The Peach Bowl against Pittsburgh on Thursday night is a chance for MSU to begin to show that with time to heal and prepare, it has the braintrust and personnel to do something about it. Pitt might not have Heisman Trophy finalist Kenny Pickett at QB any longer, but it still has the Biletnikoff Award winner at receiver in Jordan Addison, making this a credible test. And, at this stage, this is as much about the Spartans showing some teeth as it is their opponent.
“As a defensive backfield, we think we have something to prove,” MSU senior safety Xavier Henderson said Monday, while also saying he isn’t sure yet whether he’ll return next season. “We know we have something to prove. Not just to other people, but to ourselves — that we can play a really solid game of football, a consistent, four-quarters game of football. (That) we’re here for a reason and we have guys that can make plays.”
MSU’s defensive numbers this regular season were both a bit misleading and right on the nose. For example, while the number of yards passing the Spartans allowed ranked 130th among 130 FBS programs, they allowed a more respectable 7.5 yards per pass attempt, which is closer to the middle nationally, 72nd overall. Not good, but not quite the story 130th is. Four Big Ten teams were worse. As was Pitt, which allowed 7.6 yards per pass attempt.

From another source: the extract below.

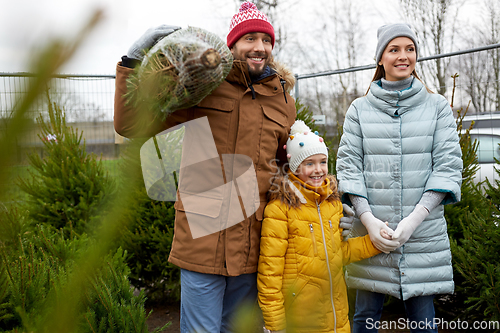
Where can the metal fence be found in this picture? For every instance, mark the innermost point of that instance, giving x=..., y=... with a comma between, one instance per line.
x=88, y=99
x=330, y=92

Some of MSU’s defensive cushion was also by design, in an attempt to mask weaknesses either in the defensive backfield or with its every-down edge rushers. And, for quite a while, MSU’s approach — which forced teams to be patient in the passing game and, for two months, yielded nothing but wins by way of opportunistic turnovers and red-zone stops — looked like the right call for the talent available. Who cared how many yards opponents put up. The Spartans were 8-0 after beating Michigan on Oct. 30. They had as much resolve and swagger as they did shortcomings.
What happened from there, however, largely fell on MSU’s secondary. The Spartans’ two losses this season — 40-29 at Purdue and 56-7 at Ohio State — and the manner in which they occurred were caused by embarrassing pass defense. Their words as much as mine.

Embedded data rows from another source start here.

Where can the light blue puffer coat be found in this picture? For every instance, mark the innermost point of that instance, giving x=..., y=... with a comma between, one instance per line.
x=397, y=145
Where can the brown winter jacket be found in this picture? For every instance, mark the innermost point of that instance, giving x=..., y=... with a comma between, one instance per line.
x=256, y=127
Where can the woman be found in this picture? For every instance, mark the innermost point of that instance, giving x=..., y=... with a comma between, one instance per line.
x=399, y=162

And so now, with several weeks to prepare and a month to get closer to full health, we’ll get a good look at where this defense is and how far it has to go.
“It's always helpful to have a better (idea), ‘Hey, listen, we had a chance to get a little bit more healthy (and) got a little bit of stuff in (schematically),” MSU defensive coordinator Scottie Hazelton said Monday from Atlanta. “(And) we have an outstanding or good showing this week, well, hey, that helps catapult you. If it's an OK showing or if it's what we've been as we've gotten later in the year, you say, ‘OK, these are the pieces that we need to help and replace.’ ”

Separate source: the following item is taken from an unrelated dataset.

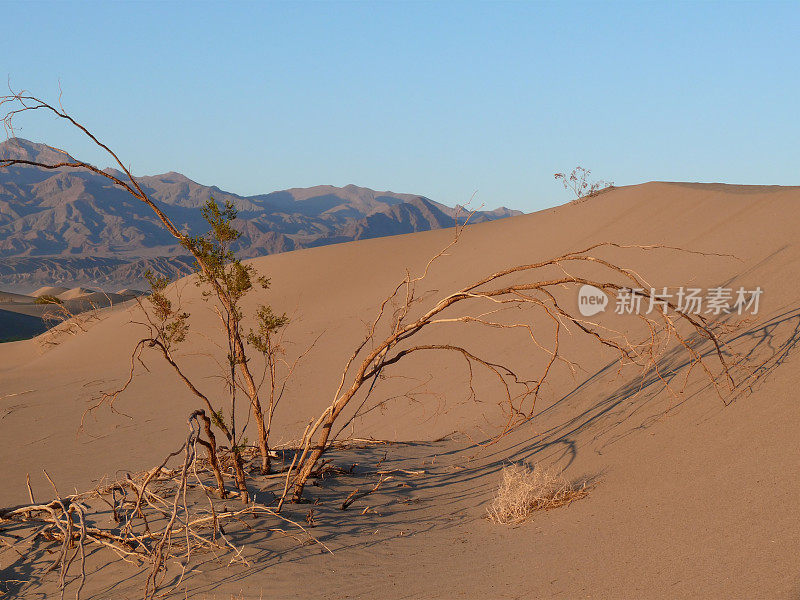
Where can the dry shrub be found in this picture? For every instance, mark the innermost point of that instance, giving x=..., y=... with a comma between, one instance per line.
x=524, y=490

If you’re at all on social media, you know that some think that should include Hazelton. I don’t think that’s fair at this stage. We knew that MSU’s defense could be a rebuild early in the Mel Tucker era. Tucker just in the last few weeks said he told his team coming into the season that while he thought they had some punch, he also thought they lacked the depth to survive the rigors of a Big Ten slate. MSU got by for eight weeks and then ran out of steam and healthy bodies. Especially in the defensive backfield.
Even before then, the Spartans on their best days didn’t have a true edge rusher — though Jacub Panasiuk produced some well-timed sacks. They’ve had to manufacture a lot of their pressure on quarterbacks. For a while, Hazelton seemed to dial up the right blitz at the right time. Late in the year, though, he, like his players, often seemed out of answers.
“The secondary, we’d love them to finish strong and be able to say, ‘OK, we've got something to hang our hat on,’ ” Hazelton said, “ ‘(that) we played the best receiver in the country and we did a great job with him.’ … But it really comes back to the D-line, too. It’s about them, too. We have to be able to get pressure on the quarterback. When we blitz our ‘backers or DBs, whoever is blitzing has to get home.”
Some of the answers might not yet be on MSU’s roster. Perhaps they’re coming this fall or in the class of 2023. Tucker and Co. have to be given time to recruit and develop, even if they haven’t asked for it. Even if they’ve won ahead of schedule. Even if they’re being paid like they should be ahead of schedule.
But MSU also shouldn’t continue to give up the most passing yards in college football. The Spartans shouldn’t look like the worst pass defense in the country in the Peach Bowl. If they do, that’ll be a legitimate concern.
This staff has gotten the most out of this roster in every other way.